Now, Interplay has resurrected its baseball franchise with some retooling and a new name, Baseball Edition 2000. The graphics have been touched up, a smattering of new features have been added and gameplay has been tweaked in several areas. Unfortunately, the improvements made do not come together cohesively enough to lift this title very far above its predecessors. Toss in Baseball Edition 2000's inability to escape the issues that plague just about every baseball offering on the market and you've got a recipe for disappointment. It's not bad if you're looking for a quick arcade sports fix, but there are much better options out there.

Upon loading up, players are greeted with an attractive menu and presented with a series of play options. There are basically four modes from which to choose. An exhibition mode pits any two major league teams against each other for a single match. Tournaments can be set up according to the player's wishes and variables such as series length are easily adjustable. Baseball Edition 2000 also includes a Home Run Derby, which allows you to create a long-ball contest between any number of hitters in the stadium of your choice. The configuration options for this feature are particularly noteworthy, as they are not to be found in many other games. For example, players can decide whether each participant gets a certain number of attempts at knocking one out or whether they can hit until they are struck out. To be honest, Home Run Derby is not much more than a distraction, but the flexibility available here is definitely appreciated.

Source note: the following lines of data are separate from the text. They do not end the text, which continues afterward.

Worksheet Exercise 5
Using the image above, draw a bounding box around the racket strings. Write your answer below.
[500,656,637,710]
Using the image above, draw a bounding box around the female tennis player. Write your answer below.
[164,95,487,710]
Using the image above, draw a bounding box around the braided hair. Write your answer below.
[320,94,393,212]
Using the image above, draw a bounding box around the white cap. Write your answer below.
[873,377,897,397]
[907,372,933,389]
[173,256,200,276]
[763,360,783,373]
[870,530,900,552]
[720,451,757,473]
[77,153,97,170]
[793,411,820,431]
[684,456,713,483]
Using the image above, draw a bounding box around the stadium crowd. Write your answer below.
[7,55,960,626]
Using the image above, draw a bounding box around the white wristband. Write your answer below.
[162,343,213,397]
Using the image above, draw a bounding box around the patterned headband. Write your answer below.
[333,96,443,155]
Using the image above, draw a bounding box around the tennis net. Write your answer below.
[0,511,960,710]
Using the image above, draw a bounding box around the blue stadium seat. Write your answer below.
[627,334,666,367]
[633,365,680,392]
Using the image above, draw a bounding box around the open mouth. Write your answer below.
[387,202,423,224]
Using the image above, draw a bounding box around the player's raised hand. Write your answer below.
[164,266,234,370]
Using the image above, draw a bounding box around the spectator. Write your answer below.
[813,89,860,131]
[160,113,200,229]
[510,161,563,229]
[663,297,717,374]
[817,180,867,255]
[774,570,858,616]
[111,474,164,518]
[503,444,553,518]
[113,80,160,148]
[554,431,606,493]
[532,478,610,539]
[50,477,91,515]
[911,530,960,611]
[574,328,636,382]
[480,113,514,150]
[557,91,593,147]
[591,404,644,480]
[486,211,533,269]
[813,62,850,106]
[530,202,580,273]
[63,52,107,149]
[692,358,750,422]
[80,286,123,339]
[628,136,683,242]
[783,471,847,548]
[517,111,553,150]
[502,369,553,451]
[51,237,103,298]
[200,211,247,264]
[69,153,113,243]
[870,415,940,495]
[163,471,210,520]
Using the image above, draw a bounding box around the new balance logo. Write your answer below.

The real attraction, however, is Season play. In this mode, players take the helm of any big league team and try to take it from Opening Day to the Series. Although the scope of Baseball Edition 2000's Season mode is much more limited than that of games like High Heat Baseball 2000, (management options, for example, are extremely scarce), it does offer some replayability. This long-term value is limited, however, by the exclusion of any sort of career mode or general manager functionality. Baseball Edition 2000 is, in this way, very much a throwback to its ancestors in the console world. The lack of career play does not seriously damage this title's appeal, but it is a warning sign considering the that it is a highly-requested feature not included in VR Baseball.

In truth, that lack of improvement typifies Baseball Edition 2000. Sure, there have been some improvements, but it's arguable whether the value of said enhancements is enough to warrant the purchase of a whole new game. Those familiar with VR Baseball will find themselves very much at home with this version. The graphics, powered by the Messiah engine, are appealing and a few of the glitches that typified this franchise's previous incarnation have been cleared away. Additionally, there is arcade fun to be had once you've adjusted to the product's various foibles. But I just couldn't help feeling that, in a very competitive PC baseball market, Baseball Edition 2000 is an underachiever.

Baseball Edition 2000 is a lot like a long, bases-empty pop out to the warning track. Sure, it looks pretty right off the bat and appears to have the potential to go all the way. In the end, however, there's just not enough behind it and it doesn't really accomplish anything. With the Messiah engine, Interplay Sports has the tools to create what could be the best looking baseball game on the PC, and Baseball Edition 2000 shows that they're well on their way to that goal. It must be noted, however, that good graphics can only take any game so far. It must also accurately represent the sport it is trying to emulate, as well as retaining the fun factor that keeps gamers coming back. Baseball Edition 2000 does neither. It's too shallow to be called a sim and too flat to be called an arcade winner. This confused nature leaves Baseball Edition 2000 in a dangerous middle ground; one that leads only to mediocrity.